Audiam, the digital reproduction rights collection agency, is bringing the technology that it uses to track down unclaimed money of copyright owners to its client portal so that artists, songwriters…

Audiam, the digital reproduction rights collection agency, is bringing the technology that it uses to track down unclaimed money of copyright owners to its client portal so that artists, songwriters, publishers and labels can see detailed reports on every version of a song at every service, even covers that songwriters and publishers might not know existed.

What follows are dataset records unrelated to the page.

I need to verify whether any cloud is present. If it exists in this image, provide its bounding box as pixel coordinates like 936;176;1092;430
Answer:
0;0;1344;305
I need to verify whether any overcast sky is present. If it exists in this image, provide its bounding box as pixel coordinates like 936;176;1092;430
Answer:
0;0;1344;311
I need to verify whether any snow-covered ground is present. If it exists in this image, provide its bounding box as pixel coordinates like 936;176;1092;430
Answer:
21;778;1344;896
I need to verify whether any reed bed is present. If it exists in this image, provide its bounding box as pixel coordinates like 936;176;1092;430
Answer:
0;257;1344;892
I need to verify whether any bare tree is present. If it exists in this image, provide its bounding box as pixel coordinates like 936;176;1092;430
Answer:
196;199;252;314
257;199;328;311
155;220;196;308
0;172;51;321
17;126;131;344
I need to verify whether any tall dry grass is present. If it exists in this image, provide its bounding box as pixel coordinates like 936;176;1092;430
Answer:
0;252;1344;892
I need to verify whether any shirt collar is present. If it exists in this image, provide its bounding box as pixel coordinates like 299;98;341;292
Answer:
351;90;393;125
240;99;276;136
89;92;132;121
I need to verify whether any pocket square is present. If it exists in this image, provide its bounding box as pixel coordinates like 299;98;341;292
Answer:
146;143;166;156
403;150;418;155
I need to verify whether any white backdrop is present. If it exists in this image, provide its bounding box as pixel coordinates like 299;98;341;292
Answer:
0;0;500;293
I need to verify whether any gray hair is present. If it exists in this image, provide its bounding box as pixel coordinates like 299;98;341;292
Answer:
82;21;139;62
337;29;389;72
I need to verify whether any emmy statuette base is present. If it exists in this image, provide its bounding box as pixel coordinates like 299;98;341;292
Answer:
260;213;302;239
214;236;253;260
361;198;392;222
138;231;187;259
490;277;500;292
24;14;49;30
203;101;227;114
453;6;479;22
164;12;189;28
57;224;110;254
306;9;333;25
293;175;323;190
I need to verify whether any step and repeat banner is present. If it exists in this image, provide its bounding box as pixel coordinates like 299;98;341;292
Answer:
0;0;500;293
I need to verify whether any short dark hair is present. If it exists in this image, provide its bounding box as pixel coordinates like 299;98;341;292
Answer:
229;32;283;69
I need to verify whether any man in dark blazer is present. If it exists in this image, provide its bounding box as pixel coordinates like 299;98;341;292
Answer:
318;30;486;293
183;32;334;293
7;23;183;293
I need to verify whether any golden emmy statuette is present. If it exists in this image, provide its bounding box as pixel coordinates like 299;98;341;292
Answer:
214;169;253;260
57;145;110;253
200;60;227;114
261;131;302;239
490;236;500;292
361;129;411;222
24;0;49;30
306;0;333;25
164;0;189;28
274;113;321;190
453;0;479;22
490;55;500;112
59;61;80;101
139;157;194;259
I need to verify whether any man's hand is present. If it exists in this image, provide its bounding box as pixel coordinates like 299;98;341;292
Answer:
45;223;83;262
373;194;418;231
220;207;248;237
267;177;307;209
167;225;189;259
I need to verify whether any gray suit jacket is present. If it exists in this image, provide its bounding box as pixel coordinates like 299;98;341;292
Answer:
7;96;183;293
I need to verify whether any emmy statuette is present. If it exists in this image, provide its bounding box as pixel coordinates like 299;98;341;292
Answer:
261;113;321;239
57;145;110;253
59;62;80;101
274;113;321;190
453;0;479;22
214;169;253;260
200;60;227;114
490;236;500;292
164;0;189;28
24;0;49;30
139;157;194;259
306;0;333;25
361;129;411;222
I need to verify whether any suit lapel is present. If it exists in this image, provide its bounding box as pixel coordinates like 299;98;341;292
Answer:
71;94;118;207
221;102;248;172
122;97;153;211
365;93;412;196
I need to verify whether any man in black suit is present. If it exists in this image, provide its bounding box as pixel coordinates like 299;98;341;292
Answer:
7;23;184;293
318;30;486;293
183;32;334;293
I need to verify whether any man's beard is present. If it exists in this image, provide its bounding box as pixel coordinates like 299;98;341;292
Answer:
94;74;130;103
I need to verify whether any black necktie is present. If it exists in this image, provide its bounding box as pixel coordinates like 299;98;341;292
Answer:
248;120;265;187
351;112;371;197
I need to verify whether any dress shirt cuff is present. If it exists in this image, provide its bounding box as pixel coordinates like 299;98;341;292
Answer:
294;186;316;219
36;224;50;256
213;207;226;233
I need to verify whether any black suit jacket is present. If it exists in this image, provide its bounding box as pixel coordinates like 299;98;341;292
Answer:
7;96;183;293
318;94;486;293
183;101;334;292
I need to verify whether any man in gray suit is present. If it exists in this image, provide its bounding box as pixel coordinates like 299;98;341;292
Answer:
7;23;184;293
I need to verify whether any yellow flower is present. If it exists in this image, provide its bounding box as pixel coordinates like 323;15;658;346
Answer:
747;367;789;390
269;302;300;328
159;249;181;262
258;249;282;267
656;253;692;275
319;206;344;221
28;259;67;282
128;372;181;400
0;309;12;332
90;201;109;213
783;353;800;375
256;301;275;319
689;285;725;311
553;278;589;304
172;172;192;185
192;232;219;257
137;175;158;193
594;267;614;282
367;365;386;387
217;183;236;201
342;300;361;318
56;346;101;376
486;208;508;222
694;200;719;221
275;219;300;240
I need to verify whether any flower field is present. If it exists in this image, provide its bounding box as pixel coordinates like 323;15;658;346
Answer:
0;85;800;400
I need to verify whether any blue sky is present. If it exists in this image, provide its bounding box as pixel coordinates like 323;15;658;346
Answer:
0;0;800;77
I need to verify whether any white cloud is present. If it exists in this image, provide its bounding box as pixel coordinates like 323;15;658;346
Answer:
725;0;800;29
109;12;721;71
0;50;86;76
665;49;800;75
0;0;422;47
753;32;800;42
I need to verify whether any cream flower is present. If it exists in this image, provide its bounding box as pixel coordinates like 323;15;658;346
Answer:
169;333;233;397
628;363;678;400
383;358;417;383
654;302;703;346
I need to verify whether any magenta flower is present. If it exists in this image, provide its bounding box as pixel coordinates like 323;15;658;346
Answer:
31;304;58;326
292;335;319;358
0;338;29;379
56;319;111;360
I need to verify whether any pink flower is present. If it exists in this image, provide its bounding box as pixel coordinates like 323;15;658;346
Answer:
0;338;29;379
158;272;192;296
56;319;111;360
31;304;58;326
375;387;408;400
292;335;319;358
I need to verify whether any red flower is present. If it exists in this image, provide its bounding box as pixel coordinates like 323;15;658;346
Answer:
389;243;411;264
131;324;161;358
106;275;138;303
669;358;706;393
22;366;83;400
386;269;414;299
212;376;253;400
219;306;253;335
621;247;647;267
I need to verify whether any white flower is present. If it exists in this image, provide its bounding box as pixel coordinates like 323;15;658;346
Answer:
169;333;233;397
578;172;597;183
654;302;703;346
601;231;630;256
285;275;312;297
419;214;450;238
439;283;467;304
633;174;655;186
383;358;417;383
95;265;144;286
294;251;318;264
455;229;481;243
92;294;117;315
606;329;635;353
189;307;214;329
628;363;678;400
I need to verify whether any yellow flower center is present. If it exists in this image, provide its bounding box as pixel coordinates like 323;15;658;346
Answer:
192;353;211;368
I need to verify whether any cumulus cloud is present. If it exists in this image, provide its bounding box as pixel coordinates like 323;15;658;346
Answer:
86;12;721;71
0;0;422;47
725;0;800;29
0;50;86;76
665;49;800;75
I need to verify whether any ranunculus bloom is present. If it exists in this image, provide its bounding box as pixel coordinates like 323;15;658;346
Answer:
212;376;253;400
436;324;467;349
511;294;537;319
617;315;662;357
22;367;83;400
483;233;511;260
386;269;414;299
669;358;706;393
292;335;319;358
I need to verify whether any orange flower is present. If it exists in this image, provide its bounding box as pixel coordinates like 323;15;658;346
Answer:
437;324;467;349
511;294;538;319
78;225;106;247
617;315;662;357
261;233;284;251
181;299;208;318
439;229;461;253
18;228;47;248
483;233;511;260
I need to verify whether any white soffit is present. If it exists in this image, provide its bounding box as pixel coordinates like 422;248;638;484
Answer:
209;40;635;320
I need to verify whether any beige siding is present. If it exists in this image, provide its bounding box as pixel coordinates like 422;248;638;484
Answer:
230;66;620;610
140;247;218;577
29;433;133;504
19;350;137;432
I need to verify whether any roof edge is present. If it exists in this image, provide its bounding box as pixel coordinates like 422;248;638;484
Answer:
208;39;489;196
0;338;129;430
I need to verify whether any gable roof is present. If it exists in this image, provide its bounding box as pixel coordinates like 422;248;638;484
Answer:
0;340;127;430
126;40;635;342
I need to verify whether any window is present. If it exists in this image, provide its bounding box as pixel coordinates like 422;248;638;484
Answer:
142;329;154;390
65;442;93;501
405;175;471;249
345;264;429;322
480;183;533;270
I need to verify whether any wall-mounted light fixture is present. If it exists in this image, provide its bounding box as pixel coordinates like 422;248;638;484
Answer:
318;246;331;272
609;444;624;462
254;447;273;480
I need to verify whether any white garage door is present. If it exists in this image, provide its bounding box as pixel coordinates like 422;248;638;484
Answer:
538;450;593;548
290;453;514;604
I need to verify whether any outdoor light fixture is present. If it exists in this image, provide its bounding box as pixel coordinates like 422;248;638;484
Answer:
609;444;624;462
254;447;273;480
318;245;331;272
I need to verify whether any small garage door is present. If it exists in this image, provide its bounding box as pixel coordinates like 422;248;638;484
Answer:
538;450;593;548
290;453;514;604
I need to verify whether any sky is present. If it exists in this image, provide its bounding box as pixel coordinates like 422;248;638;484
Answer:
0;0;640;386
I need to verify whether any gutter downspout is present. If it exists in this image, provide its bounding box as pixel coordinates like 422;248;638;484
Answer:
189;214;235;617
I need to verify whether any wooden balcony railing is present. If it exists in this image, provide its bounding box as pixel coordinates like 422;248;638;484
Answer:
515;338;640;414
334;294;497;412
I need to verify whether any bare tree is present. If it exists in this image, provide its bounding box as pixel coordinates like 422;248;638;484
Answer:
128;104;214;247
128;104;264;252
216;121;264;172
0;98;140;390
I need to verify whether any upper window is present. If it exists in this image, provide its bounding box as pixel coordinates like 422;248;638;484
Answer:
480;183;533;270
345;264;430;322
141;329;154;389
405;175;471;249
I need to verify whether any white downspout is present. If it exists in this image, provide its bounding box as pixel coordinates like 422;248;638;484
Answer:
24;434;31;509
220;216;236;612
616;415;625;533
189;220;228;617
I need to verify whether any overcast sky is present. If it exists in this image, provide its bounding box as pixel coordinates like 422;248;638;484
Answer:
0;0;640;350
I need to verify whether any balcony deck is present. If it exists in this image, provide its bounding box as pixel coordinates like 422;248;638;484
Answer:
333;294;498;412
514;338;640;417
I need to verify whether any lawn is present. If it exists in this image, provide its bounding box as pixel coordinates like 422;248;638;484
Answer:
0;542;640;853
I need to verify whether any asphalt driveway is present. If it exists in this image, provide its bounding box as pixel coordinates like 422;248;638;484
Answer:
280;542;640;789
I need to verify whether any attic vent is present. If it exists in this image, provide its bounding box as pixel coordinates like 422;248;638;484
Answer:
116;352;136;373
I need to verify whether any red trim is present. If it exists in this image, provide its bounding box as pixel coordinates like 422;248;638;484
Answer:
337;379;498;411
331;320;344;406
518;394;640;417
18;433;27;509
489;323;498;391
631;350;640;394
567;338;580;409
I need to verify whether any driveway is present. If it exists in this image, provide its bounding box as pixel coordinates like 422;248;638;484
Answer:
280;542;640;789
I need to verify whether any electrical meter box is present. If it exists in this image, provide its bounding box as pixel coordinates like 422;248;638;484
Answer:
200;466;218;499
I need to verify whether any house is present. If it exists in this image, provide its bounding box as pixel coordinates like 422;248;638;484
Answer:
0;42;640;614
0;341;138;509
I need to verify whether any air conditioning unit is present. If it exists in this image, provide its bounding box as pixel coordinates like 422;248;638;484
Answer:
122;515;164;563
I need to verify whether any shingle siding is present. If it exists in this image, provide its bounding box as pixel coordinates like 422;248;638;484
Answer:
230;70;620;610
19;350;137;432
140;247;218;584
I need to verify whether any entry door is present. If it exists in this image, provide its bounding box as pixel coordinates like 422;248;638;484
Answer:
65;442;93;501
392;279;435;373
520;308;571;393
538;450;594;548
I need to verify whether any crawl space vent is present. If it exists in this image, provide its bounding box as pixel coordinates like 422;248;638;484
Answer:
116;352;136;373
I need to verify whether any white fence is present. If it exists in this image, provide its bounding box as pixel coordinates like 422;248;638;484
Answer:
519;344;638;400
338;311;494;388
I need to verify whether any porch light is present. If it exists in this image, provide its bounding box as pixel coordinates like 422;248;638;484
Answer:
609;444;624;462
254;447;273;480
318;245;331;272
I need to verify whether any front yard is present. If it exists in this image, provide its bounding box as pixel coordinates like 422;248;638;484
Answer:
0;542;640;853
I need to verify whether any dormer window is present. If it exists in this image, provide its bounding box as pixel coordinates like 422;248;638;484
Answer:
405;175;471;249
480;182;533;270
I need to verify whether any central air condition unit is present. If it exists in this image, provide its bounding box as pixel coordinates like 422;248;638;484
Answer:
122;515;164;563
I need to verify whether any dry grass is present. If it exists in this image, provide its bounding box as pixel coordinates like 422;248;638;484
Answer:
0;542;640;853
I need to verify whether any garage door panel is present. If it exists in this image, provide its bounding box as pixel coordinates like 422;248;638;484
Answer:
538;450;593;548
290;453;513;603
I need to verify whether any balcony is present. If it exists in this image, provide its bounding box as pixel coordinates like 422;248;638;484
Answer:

“How can a music publisher expect to collect all of their money if they don’t have a list of all the things making it for them?” asks Audiam CEO and co-founder Jeff Price, who says Audiam clients can find out about those recordings and collect even more found money through Audiam services, while viewing the firm’s effort on behalf of its clients through its recently launched income-tracking system, dubbed Layla

“The Layla system sifts through mountains of data to help find all the recordings and YouTube videos of a song, tracks the uses, collects the money and identifies what is and is not being paid on,” Price said in a statement “The end result is more money going into the pockets of the songwriters and publishers.”

Price claims that even after Audiam deducts its administration fee, the company usually grows a new client’s revenue by 35 to 40 percent. Audiam clients include Round Hill Music, Third Side Music, Creeping Death Music , Rough Trade Publishing and Sony/ATV Music Publishing, among others.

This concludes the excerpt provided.